The survey found that managers consider "quantitative failure" the biggest tail risk -- a concern that appeared to be particularly represented in a pull back from Japan equities.
A net 3 percent of fund managers are underweight in their allocations to Japan stocks in April. That's not just a tumble from a net 15 percent overweight in March: It's the first net underweight position in the market since December 2012, when Prime Minister Shinzo Abe returned to office on a platform promising reforms to kick start the country's moribund economy.
Since then, the Bank of Japan (BOJ) has launched multiple rounds of massive quantitative easing which haven't always delivered an encouraging boost to economic growth. In late January, the central bank turned to a negative interest rate policy, but markets haven't behaved as expected, with the yen strengthening rather than weakening and stocks pulling back.
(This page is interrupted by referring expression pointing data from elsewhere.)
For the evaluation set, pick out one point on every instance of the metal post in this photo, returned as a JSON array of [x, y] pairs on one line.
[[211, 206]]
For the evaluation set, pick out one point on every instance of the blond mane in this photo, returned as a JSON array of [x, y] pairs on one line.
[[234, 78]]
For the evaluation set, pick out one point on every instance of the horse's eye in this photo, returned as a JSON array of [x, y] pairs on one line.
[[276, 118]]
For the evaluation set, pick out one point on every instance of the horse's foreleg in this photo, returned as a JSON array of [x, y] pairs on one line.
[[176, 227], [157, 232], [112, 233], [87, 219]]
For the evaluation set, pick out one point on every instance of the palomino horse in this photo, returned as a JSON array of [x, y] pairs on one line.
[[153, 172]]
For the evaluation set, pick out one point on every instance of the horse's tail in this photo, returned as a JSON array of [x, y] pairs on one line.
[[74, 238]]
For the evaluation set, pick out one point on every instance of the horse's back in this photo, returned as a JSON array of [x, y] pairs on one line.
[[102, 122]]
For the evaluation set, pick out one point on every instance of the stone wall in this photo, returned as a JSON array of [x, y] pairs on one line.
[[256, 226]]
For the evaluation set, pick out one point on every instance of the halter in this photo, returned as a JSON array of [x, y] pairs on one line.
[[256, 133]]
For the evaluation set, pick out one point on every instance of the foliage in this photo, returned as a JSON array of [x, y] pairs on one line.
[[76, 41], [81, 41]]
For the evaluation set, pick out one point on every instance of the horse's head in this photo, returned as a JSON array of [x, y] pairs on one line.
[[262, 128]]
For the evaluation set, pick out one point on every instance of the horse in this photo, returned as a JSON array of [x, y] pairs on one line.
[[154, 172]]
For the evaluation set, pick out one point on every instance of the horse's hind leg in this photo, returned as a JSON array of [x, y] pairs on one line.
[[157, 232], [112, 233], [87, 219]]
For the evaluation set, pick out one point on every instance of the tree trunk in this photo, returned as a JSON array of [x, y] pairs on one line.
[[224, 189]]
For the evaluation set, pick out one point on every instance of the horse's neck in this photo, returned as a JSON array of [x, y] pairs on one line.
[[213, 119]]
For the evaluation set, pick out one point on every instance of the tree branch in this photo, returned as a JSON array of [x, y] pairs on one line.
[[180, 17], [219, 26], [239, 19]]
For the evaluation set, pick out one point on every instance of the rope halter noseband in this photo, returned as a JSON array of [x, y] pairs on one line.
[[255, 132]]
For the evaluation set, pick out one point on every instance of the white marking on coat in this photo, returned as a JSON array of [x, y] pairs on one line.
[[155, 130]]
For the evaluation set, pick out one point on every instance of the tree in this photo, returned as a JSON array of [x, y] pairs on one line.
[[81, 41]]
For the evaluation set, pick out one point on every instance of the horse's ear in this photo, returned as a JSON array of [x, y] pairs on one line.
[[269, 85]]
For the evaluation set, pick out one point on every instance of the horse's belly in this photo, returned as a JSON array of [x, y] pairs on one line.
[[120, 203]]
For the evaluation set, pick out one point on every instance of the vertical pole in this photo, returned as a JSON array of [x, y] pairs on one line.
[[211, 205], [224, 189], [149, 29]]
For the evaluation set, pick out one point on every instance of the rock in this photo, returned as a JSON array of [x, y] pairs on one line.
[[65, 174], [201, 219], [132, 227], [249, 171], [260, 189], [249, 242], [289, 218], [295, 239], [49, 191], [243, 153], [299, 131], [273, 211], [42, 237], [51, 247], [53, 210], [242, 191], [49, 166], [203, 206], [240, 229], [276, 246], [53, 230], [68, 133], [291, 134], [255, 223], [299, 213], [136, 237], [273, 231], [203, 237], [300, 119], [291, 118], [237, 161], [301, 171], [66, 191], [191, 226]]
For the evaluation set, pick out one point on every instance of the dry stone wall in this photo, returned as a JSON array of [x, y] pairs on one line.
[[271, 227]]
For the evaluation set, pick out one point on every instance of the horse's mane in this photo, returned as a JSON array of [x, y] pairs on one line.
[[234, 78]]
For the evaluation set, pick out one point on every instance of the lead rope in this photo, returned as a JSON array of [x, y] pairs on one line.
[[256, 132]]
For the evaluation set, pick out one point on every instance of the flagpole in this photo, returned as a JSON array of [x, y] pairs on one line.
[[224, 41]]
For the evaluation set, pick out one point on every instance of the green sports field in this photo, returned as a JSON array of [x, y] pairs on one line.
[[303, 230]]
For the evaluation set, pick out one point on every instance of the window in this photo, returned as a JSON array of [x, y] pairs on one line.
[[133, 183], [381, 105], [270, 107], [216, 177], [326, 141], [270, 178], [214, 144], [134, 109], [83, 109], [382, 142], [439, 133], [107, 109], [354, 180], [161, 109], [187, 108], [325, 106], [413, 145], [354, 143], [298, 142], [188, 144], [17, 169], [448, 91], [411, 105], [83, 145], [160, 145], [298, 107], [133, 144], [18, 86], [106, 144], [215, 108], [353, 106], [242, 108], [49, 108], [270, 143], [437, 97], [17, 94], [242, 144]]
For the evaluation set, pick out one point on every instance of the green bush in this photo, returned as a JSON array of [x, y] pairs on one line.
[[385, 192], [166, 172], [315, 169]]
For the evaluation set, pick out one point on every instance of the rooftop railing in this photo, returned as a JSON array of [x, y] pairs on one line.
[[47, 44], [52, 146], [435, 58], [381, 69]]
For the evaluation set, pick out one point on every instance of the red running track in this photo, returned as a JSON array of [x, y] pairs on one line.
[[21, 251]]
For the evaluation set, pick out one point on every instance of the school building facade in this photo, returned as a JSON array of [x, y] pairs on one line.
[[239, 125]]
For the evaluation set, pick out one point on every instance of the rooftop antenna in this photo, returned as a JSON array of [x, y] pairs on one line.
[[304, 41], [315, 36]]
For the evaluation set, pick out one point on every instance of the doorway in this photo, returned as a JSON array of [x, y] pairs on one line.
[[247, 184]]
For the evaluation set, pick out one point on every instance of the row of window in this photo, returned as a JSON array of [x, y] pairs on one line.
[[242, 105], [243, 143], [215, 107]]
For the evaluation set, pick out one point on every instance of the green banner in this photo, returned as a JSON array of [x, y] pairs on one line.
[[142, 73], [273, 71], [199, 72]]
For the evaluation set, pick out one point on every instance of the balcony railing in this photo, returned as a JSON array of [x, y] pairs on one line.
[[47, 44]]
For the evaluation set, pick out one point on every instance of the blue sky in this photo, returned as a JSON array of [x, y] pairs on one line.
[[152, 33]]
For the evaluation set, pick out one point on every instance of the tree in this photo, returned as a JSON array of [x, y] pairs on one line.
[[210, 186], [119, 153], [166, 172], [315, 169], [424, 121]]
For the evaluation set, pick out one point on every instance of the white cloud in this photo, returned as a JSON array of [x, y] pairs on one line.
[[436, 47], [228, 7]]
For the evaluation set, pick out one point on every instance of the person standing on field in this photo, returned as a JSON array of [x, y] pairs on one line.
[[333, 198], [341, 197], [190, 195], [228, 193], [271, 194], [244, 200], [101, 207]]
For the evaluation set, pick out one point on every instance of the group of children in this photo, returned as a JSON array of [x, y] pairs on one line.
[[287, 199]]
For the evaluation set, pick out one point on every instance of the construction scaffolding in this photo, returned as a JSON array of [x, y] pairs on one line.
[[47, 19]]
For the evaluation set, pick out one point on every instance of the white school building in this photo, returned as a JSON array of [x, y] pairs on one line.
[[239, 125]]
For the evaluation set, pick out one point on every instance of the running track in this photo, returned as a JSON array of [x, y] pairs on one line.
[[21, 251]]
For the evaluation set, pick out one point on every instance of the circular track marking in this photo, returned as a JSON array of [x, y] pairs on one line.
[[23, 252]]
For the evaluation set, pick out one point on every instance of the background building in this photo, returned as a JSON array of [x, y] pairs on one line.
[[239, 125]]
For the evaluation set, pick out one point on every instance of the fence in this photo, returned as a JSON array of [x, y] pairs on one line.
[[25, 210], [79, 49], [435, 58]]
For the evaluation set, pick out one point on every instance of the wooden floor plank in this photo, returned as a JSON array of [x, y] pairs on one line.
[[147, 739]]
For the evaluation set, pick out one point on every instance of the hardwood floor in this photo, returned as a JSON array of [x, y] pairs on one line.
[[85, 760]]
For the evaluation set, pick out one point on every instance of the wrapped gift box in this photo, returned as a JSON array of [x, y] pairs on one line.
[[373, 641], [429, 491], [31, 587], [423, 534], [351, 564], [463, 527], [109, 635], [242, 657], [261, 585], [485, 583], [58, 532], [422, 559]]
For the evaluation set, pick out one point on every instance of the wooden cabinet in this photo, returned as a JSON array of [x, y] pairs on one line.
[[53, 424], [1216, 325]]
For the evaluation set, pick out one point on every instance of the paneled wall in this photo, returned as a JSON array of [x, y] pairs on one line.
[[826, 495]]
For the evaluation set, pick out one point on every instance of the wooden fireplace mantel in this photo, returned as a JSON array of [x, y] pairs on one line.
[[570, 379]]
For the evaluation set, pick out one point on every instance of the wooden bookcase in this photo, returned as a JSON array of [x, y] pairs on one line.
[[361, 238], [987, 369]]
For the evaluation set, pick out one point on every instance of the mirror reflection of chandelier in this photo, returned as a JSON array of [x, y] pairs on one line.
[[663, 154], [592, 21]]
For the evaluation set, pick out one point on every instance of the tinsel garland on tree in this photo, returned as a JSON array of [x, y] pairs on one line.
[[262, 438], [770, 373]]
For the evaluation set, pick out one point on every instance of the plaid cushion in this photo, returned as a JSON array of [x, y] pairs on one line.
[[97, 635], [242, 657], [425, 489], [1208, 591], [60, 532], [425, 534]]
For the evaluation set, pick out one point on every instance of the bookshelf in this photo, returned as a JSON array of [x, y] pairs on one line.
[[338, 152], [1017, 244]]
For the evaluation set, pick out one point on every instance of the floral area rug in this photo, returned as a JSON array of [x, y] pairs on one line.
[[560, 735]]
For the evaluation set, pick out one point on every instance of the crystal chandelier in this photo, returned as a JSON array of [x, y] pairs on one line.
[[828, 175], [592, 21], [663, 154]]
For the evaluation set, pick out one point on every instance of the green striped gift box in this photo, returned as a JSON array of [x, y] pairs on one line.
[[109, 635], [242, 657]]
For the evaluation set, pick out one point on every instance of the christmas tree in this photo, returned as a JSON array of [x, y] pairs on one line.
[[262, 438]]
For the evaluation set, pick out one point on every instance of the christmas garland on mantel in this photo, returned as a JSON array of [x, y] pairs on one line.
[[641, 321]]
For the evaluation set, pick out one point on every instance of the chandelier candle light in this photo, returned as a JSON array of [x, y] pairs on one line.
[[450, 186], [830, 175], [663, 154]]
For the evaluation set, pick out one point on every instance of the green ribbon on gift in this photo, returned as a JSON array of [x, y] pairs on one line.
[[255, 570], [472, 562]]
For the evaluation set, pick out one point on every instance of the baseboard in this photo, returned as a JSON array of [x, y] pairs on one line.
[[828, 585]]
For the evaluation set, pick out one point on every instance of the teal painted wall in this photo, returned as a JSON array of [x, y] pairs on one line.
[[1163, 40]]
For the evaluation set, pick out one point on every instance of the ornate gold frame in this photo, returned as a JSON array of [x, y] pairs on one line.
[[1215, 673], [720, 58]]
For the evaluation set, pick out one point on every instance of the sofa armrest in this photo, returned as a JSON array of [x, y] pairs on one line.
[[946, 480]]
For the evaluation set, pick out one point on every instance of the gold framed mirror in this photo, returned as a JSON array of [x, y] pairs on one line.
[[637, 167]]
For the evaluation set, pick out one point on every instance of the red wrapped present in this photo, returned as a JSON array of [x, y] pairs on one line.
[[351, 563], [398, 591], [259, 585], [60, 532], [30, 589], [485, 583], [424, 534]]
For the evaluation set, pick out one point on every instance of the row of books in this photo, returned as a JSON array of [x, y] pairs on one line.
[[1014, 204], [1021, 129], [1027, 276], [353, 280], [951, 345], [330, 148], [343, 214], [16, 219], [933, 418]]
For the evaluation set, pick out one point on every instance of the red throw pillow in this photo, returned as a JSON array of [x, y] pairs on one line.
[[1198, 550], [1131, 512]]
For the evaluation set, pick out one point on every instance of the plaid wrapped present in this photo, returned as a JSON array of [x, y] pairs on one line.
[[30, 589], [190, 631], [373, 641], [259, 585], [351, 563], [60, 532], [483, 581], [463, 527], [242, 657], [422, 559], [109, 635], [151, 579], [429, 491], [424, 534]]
Europe fund managers could follow investors in Japan in turning underweight, the survey said.
While Europe was seen as the most attractive region globally, allocations have fallen. A net 33 percent of fund managers were overweight Eurozone equities, down from 41 percent last month.
The survey found that fund managers invested in Europe, where the European Central Bank (ECB) adopted a negative interest rate policy in mid-2014, had similar concerns as those invested in Japan.
A record 55 percent of European fund managers said European Union monetary policy was "too stimulative," the highest since the survey began in 1998.
Confidence in the stimulus' ability to be a major source of European economic growth dropped to 15 percent in April from March's 24 percent, the survey said. Only a net 6 percent expect the European economy to strengthen over the next 12 months, down sharply from 24 percent in March.
This was reflected in sector allocations as well: fund managers increased their underweight position in banks by 10 percentage points. Banks' profits are expected to take a hit from negative rates.
Fund managers don't appear to be putting the cash from reduced Japan and Europe allocations to work: cash levels jumped to 5.4 percent in April, near February's 15-year high of 5.6 percent and up from 5.1 percent last month.
While the survey typically views a cash balance above 4.5 percent as a contrarian buy signal, this time it called the level "superficially bullish," as it's rare for cash levels to rise amid a risk rally.
That may mean the cash might not head into other assets any time soon.
"With valuations for bonds and equities at their seventh highest reading in 13 years, investors may be turning to cash to protect against the downside while shunning risk assets where valuations constrain the upside," said Michael Hartnett, chief investment strategist at Bofa-ML, in a statement. "Range-based trading is likely to continue."